Austrian Scientists Identify Living Relatives of Oetzi the 5,300 Year-Old Iceman
He may have lived during the Neolithic, otherwise known as the New Stone Age, but the frozen corpse of a man found in the Italian Alps back in 1991 has enabled scientists to determine that nineteen Tyrolean men alive today are related to this ancient human. His body preserved in ice, has enabled scientists to discover a great deal about Europeans in the Neolithic, called Oetzi by the scientists, the genome of this individual has now been fully mapped and studies of the male population of the Tyrol reveals that a number can be identified as living descendants.
The ancestry was established by DNA analysis carried out by researchers from the Institute of Legal Medicine at Innsbruck Medical University (Austria). The body of a middle-aged man was found in the Italian Alps more than twenty years ago. At first, it was thought that the corpse was that of a climber who had got into difficulties and perished on the mountain, but tests later revealed that this was the remains of a man who had lived more than five thousand years ago.

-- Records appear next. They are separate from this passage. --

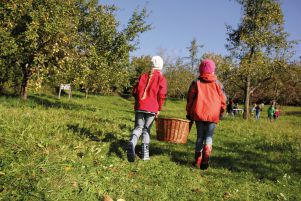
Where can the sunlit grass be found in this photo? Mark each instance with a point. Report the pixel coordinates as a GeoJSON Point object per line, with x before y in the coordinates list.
{"type": "Point", "coordinates": [74, 149]}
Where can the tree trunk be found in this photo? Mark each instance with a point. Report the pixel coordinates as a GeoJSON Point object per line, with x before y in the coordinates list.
{"type": "Point", "coordinates": [247, 98]}
{"type": "Point", "coordinates": [24, 85]}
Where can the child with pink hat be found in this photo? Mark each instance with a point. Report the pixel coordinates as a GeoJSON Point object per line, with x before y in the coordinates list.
{"type": "Point", "coordinates": [206, 102]}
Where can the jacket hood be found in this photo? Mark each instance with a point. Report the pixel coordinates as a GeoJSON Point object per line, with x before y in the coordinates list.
{"type": "Point", "coordinates": [208, 77]}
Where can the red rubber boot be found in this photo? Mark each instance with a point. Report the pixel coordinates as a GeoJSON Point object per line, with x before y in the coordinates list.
{"type": "Point", "coordinates": [197, 159]}
{"type": "Point", "coordinates": [206, 155]}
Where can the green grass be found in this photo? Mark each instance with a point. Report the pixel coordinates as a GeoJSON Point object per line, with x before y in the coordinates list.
{"type": "Point", "coordinates": [75, 149]}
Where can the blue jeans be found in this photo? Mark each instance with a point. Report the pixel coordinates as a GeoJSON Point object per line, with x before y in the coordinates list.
{"type": "Point", "coordinates": [205, 131]}
{"type": "Point", "coordinates": [143, 124]}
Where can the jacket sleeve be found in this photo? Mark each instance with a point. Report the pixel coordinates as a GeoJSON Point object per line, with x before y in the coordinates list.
{"type": "Point", "coordinates": [223, 98]}
{"type": "Point", "coordinates": [192, 92]}
{"type": "Point", "coordinates": [135, 89]}
{"type": "Point", "coordinates": [162, 92]}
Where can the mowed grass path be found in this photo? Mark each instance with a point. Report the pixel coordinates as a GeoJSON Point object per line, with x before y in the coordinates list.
{"type": "Point", "coordinates": [75, 149]}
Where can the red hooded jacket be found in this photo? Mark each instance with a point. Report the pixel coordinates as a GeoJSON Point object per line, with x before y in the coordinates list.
{"type": "Point", "coordinates": [206, 100]}
{"type": "Point", "coordinates": [150, 91]}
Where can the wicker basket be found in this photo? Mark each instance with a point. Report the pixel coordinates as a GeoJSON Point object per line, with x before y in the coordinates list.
{"type": "Point", "coordinates": [173, 129]}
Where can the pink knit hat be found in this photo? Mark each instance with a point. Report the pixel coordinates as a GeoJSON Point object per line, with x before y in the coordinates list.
{"type": "Point", "coordinates": [207, 66]}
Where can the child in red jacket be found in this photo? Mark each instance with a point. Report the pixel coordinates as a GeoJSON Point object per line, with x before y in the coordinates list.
{"type": "Point", "coordinates": [149, 95]}
{"type": "Point", "coordinates": [206, 102]}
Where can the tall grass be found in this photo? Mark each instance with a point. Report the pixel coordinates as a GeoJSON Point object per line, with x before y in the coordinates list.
{"type": "Point", "coordinates": [75, 149]}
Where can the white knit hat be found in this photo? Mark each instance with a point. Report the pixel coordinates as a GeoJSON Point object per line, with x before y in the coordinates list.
{"type": "Point", "coordinates": [157, 62]}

International researchers have studied the body and those artefacts found with it, team members at Everything Dinosaur have written a number of articles regarding the progress of the research that reveals such fascinating insights into this person’s eye colour, their lactose intolerance and their predisposition to heart disease.
To read a recent article on Oetzi the Iceman: Iceman Reveals His Secrets.

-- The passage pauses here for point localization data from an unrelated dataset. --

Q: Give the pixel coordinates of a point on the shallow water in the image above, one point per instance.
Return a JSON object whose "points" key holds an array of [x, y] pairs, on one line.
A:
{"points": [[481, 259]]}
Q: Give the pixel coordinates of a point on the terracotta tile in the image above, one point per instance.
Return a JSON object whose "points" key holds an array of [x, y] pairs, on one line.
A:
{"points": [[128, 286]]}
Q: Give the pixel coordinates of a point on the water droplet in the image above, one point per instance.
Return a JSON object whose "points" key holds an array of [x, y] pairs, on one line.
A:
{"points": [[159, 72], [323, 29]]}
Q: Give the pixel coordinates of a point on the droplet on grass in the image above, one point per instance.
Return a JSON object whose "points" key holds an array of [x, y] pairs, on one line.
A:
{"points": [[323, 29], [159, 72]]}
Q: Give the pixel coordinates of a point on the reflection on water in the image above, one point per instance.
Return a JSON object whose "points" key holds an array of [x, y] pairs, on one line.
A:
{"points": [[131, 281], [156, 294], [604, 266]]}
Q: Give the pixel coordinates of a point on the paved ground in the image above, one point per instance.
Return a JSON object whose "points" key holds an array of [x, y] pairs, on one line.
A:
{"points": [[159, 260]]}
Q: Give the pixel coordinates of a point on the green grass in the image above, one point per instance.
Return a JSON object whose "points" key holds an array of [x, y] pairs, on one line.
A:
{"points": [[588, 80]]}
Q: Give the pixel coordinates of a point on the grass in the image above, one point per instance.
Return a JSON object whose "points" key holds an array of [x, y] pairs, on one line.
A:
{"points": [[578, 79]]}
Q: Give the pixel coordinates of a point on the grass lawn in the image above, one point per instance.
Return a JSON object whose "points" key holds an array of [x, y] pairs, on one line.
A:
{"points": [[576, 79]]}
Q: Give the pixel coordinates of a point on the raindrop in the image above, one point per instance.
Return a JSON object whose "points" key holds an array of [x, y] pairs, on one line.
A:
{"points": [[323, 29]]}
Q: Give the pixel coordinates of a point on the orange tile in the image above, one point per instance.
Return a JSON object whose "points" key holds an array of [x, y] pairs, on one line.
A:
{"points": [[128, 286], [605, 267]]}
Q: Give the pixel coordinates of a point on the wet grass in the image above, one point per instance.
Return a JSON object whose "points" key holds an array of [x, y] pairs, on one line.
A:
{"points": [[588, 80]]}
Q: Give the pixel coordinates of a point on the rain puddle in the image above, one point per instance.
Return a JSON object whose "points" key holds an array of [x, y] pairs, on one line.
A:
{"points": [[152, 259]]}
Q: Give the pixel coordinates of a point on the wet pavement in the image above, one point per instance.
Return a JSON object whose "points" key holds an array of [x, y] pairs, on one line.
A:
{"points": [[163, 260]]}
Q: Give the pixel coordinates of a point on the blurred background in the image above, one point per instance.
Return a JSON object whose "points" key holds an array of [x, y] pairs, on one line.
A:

As far as Everything Dinosaur team members can tell, the related individuals were identified from tests on blood donors in the Tyrol region. These men have not been informed about their relationship to Oetzi, whom, according to some researchers may have been a tribal chief.

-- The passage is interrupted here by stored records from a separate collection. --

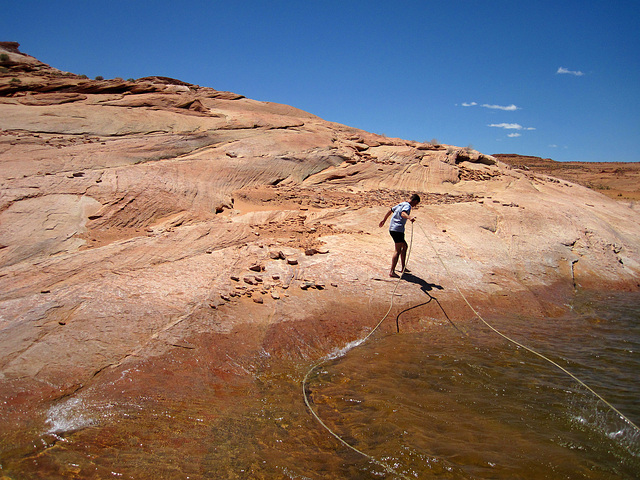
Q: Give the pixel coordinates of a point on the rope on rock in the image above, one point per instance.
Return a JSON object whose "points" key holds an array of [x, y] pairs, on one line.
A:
{"points": [[529, 349], [331, 356]]}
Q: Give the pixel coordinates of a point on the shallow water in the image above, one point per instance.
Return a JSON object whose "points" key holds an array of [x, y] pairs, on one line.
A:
{"points": [[441, 403]]}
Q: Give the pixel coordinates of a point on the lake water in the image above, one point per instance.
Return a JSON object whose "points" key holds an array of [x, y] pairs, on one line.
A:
{"points": [[452, 401]]}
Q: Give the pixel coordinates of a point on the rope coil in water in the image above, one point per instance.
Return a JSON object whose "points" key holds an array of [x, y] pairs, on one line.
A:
{"points": [[329, 357], [386, 467], [531, 350]]}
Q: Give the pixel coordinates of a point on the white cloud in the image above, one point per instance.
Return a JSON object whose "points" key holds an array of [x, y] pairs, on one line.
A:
{"points": [[577, 73], [508, 108], [510, 126]]}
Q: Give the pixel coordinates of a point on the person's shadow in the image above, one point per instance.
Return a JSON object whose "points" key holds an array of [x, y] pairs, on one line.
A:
{"points": [[426, 287]]}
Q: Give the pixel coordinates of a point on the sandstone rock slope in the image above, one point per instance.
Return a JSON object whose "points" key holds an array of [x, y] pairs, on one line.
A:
{"points": [[140, 217]]}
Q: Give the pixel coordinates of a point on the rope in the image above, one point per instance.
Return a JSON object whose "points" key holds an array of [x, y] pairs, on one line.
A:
{"points": [[531, 350], [323, 361]]}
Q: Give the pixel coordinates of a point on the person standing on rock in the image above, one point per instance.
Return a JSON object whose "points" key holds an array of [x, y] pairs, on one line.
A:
{"points": [[399, 216]]}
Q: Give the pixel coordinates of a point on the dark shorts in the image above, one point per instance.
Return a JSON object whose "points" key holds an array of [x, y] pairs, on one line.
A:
{"points": [[398, 237]]}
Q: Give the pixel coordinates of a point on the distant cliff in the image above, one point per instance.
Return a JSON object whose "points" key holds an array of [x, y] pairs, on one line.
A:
{"points": [[151, 218]]}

The Austrian Press Agency states that a particular, distinct genetic mutation was matched between the Iceman and the nineteen men. Scientists from the Institute of Legal Medicine of the Innsbruck Medical University are confident that more related males will be found when tests are carried out on blood samples from males living in the Swiss region of Engadine and from the South Tyrol of Italy.
The genetic mutation that permitted the connection between a Stone Age man and people living today, is quite rare in modern populations. Of the 3,700 samples of blood tested less than 0.52% of the population had the mutation. Women were not included in this particular research project, as a different procedure would have been required to match their genes and confirm the ancestral connection. Oetzi is the oldest, natural European mummy found to date and as such he has permitted scientists an unprecedented window into the world of New Stone Age people at around 3,300 BC.
Intriguingly, an arrow head was found embedded in his body, was this an old wound or was this how he was killed.? Researchers still debate whether he died approximately where his corpse was found or was he taken up the mountain pass to be buried by members of his tribe?